In NJ, foreclosures averaged about 15,000 per year. But by 2008, the numbers were tripling or more. I wanted to get involved again with foreclosures. But this time, representing borrowers only. So, I did my research by looking at the electronic “advance sheets” to see how the courts were dealing with foreclosure cases. They were still treating foreclosures like it was 1980, and they were not listening to borrower arguments that the system was broke.

I knew that I had a general understanding of the then environment but I also knew that I did not know enough. I needed help. In mid-2009, by chance, I met Mike Lucey. He was an FHA underwriter who was working with borrowers facing foreclosure. More so, he was educating attorneys who represented borrowers about how to given the new lending environment.

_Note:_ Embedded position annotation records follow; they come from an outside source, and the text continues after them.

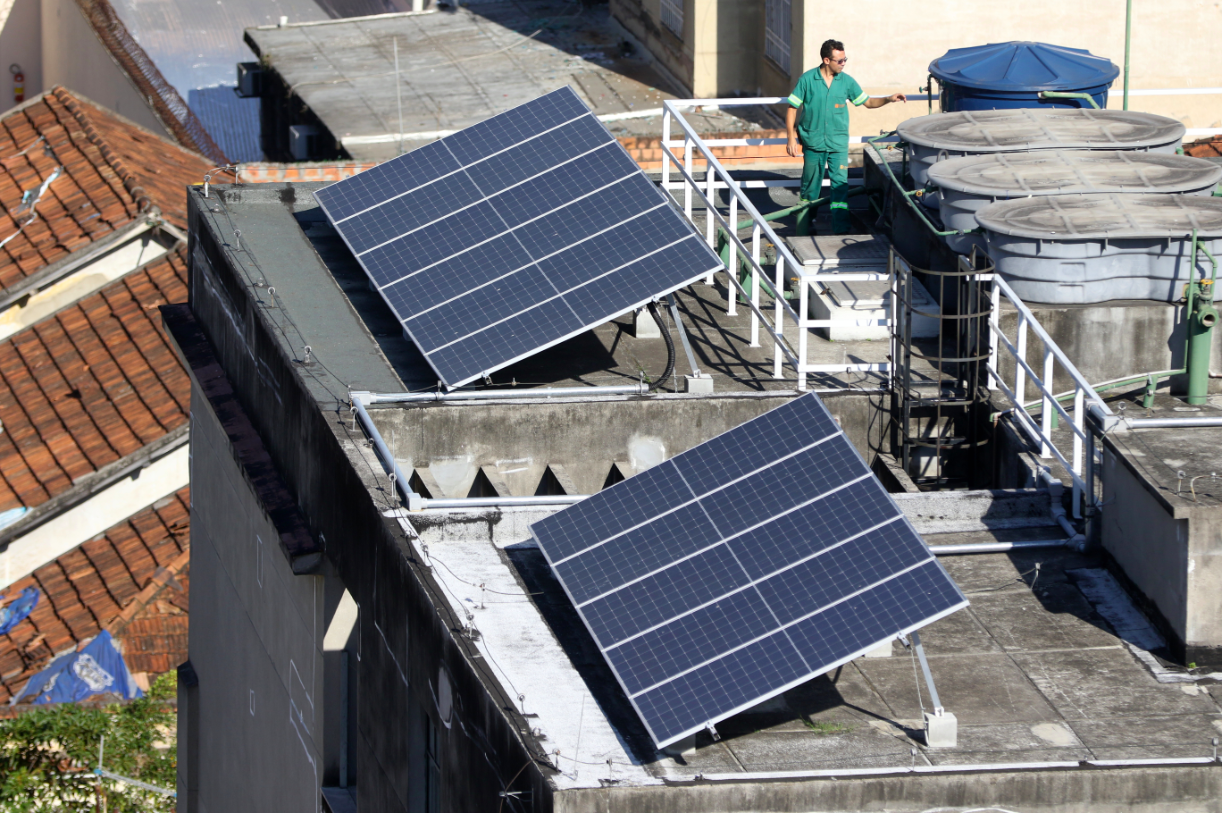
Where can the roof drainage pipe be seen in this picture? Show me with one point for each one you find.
(496, 395)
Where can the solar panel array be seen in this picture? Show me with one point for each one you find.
(513, 235)
(743, 567)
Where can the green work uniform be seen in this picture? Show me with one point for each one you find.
(823, 131)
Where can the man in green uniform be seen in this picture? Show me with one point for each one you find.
(823, 97)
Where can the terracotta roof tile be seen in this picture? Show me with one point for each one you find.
(1205, 148)
(86, 588)
(89, 385)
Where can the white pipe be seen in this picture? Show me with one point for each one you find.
(500, 501)
(1170, 423)
(1056, 488)
(848, 773)
(997, 547)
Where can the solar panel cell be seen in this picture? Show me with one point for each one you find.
(385, 181)
(557, 148)
(515, 126)
(691, 582)
(478, 214)
(638, 551)
(692, 640)
(743, 566)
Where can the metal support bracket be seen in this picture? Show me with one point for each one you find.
(929, 675)
(672, 302)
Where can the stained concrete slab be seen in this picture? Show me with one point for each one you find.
(979, 688)
(1106, 684)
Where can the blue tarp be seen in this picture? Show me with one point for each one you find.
(18, 609)
(98, 669)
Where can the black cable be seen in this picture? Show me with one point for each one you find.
(670, 347)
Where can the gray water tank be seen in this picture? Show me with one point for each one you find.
(965, 185)
(1086, 248)
(973, 132)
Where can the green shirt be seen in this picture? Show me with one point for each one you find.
(824, 120)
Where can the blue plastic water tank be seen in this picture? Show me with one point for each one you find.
(1011, 75)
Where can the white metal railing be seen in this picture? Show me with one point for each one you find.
(719, 177)
(1079, 465)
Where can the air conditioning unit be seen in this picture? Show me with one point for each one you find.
(249, 80)
(303, 141)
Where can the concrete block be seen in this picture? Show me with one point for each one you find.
(881, 651)
(644, 327)
(867, 301)
(698, 384)
(941, 730)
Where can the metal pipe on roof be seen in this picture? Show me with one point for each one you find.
(495, 395)
(1171, 423)
(501, 501)
(998, 547)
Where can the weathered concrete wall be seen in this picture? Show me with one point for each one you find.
(582, 440)
(1134, 790)
(21, 42)
(1170, 550)
(256, 642)
(72, 56)
(406, 632)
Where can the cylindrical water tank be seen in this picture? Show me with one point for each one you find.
(965, 185)
(950, 135)
(1012, 75)
(1086, 248)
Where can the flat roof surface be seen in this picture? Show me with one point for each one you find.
(462, 66)
(1034, 670)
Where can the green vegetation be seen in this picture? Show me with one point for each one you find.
(48, 754)
(823, 726)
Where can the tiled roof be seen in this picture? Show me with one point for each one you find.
(89, 385)
(1205, 148)
(111, 168)
(84, 589)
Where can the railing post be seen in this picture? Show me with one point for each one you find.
(803, 287)
(1046, 413)
(1079, 422)
(994, 329)
(710, 223)
(666, 148)
(777, 316)
(755, 285)
(732, 265)
(687, 187)
(1019, 373)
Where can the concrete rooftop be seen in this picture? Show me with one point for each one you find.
(461, 66)
(1050, 664)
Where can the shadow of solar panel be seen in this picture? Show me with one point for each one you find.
(513, 235)
(742, 567)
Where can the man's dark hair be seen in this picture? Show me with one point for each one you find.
(825, 51)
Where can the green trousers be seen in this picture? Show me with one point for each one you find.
(835, 165)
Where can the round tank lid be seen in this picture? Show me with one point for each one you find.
(1062, 171)
(998, 131)
(1023, 66)
(1102, 217)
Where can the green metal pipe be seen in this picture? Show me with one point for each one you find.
(1201, 318)
(1058, 94)
(908, 194)
(1128, 38)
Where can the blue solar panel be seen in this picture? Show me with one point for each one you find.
(742, 567)
(513, 235)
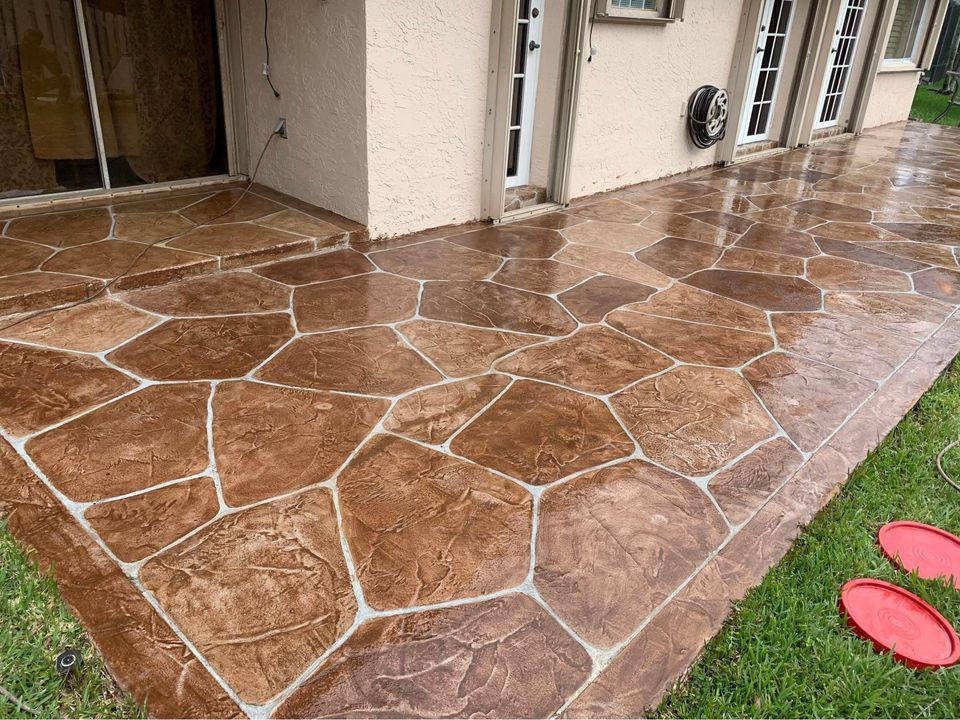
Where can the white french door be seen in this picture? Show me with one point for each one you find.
(767, 70)
(840, 65)
(523, 97)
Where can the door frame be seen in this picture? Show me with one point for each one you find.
(528, 96)
(232, 101)
(842, 9)
(800, 76)
(503, 41)
(751, 89)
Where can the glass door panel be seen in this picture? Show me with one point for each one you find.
(155, 65)
(47, 141)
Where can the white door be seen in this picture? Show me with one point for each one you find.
(523, 96)
(767, 70)
(840, 65)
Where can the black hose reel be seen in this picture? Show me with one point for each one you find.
(707, 116)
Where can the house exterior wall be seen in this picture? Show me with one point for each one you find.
(629, 126)
(387, 103)
(317, 58)
(426, 101)
(891, 98)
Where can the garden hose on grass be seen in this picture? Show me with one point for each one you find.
(943, 473)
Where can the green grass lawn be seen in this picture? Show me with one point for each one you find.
(35, 626)
(928, 103)
(786, 652)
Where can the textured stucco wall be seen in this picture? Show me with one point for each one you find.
(317, 62)
(891, 98)
(426, 97)
(629, 127)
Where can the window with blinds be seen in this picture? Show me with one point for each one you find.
(905, 31)
(641, 11)
(635, 4)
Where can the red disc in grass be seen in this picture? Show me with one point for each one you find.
(895, 619)
(932, 552)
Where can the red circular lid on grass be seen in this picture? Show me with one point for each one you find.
(895, 619)
(932, 552)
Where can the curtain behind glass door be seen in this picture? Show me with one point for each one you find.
(46, 135)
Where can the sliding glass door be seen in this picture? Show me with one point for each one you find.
(151, 67)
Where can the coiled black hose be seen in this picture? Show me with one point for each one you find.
(707, 116)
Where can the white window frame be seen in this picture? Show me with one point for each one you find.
(666, 11)
(912, 61)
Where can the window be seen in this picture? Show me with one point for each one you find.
(640, 11)
(905, 32)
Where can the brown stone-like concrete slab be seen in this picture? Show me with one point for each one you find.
(831, 273)
(595, 360)
(612, 544)
(897, 312)
(270, 441)
(737, 258)
(120, 621)
(612, 235)
(41, 387)
(317, 268)
(63, 230)
(150, 227)
(512, 241)
(204, 349)
(138, 526)
(434, 414)
(91, 327)
(611, 211)
(222, 294)
(425, 528)
(694, 420)
(810, 400)
(743, 488)
(460, 350)
(677, 257)
(39, 290)
(437, 260)
(590, 301)
(375, 298)
(18, 257)
(230, 206)
(693, 343)
(778, 239)
(842, 342)
(372, 361)
(540, 276)
(239, 244)
(688, 228)
(485, 304)
(261, 593)
(940, 284)
(504, 657)
(683, 302)
(614, 263)
(768, 292)
(150, 437)
(540, 433)
(139, 264)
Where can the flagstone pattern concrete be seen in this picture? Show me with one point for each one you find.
(524, 470)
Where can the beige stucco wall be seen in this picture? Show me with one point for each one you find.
(891, 98)
(426, 97)
(629, 125)
(317, 62)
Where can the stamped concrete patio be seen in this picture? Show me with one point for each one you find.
(511, 471)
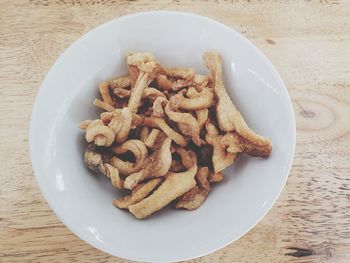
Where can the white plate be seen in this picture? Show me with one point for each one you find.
(83, 201)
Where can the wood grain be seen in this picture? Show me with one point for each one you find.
(308, 42)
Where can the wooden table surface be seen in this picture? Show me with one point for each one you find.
(308, 42)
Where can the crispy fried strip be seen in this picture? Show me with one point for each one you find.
(147, 67)
(183, 73)
(221, 158)
(163, 82)
(103, 105)
(99, 134)
(187, 123)
(122, 82)
(175, 185)
(94, 162)
(161, 124)
(144, 134)
(203, 101)
(112, 173)
(121, 124)
(122, 93)
(104, 90)
(137, 195)
(215, 177)
(157, 108)
(229, 118)
(138, 149)
(194, 198)
(156, 165)
(152, 137)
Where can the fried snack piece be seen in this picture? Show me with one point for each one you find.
(121, 124)
(176, 166)
(94, 161)
(194, 198)
(161, 124)
(203, 101)
(186, 122)
(158, 105)
(138, 194)
(138, 149)
(202, 115)
(144, 133)
(221, 158)
(156, 165)
(122, 82)
(200, 81)
(175, 185)
(98, 133)
(104, 90)
(145, 67)
(236, 143)
(152, 138)
(229, 118)
(106, 118)
(147, 93)
(187, 74)
(215, 177)
(186, 156)
(103, 105)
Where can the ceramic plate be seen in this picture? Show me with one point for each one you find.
(83, 201)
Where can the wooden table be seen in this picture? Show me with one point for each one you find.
(309, 43)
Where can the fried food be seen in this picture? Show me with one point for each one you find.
(166, 134)
(139, 151)
(175, 185)
(138, 194)
(197, 195)
(229, 118)
(221, 158)
(155, 165)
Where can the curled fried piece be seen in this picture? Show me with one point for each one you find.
(231, 141)
(112, 173)
(215, 177)
(163, 82)
(104, 90)
(221, 158)
(103, 105)
(161, 124)
(152, 138)
(138, 194)
(176, 166)
(175, 185)
(187, 123)
(202, 115)
(121, 124)
(194, 198)
(203, 101)
(148, 93)
(122, 93)
(156, 165)
(138, 149)
(122, 82)
(187, 158)
(94, 162)
(182, 73)
(158, 105)
(229, 118)
(200, 81)
(145, 66)
(144, 134)
(98, 133)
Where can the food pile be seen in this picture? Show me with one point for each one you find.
(166, 134)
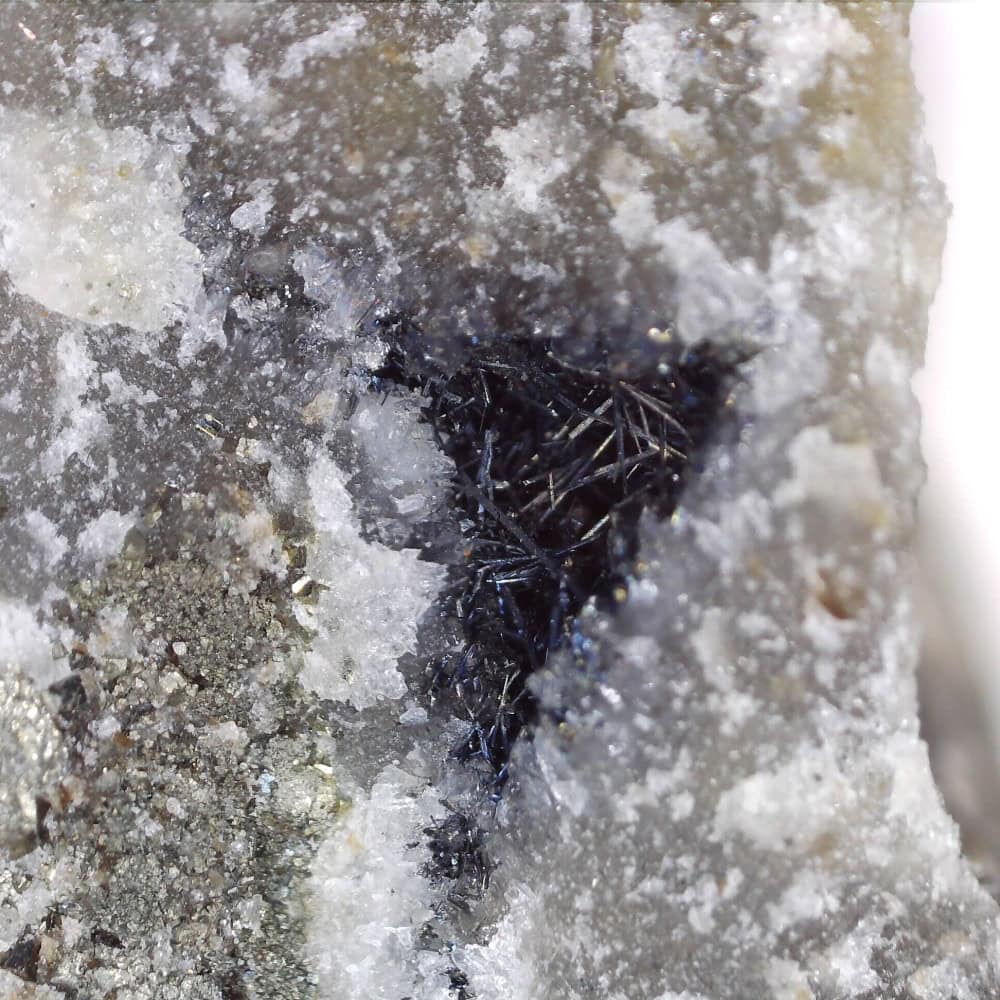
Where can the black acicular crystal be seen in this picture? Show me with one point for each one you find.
(554, 464)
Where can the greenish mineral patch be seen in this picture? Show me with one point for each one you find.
(198, 782)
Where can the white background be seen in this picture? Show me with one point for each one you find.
(957, 64)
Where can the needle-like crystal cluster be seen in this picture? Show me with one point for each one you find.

Mike grew up in Brooklyn. He was a 240 lbs tough guy with hands like catcher’s mitts. He talked fast and expected you to pay attention. He knew all the lenders and servicers. He knew the people on Wall St who put together the deals. He understood Pooling and Servicing Agreements and how to exploit them. He could formulate arguments in foreclosure matters better than any attorney I had ever met. He taught me how to be an effective foreclosure defense attorney. Now, that is not to say that he did not drive me crazy at times, and we did not have our fair share of arguments loaded with expletives. But because of Mike, I was able to help scores of clients keep their homes.

Mike died yesterday from cancer and its aftereffects. He put up a valiant struggle. For all the people that I helped over the years, I want you to know that I could not have done it without Mike. Please say a prayer for Mike and his family.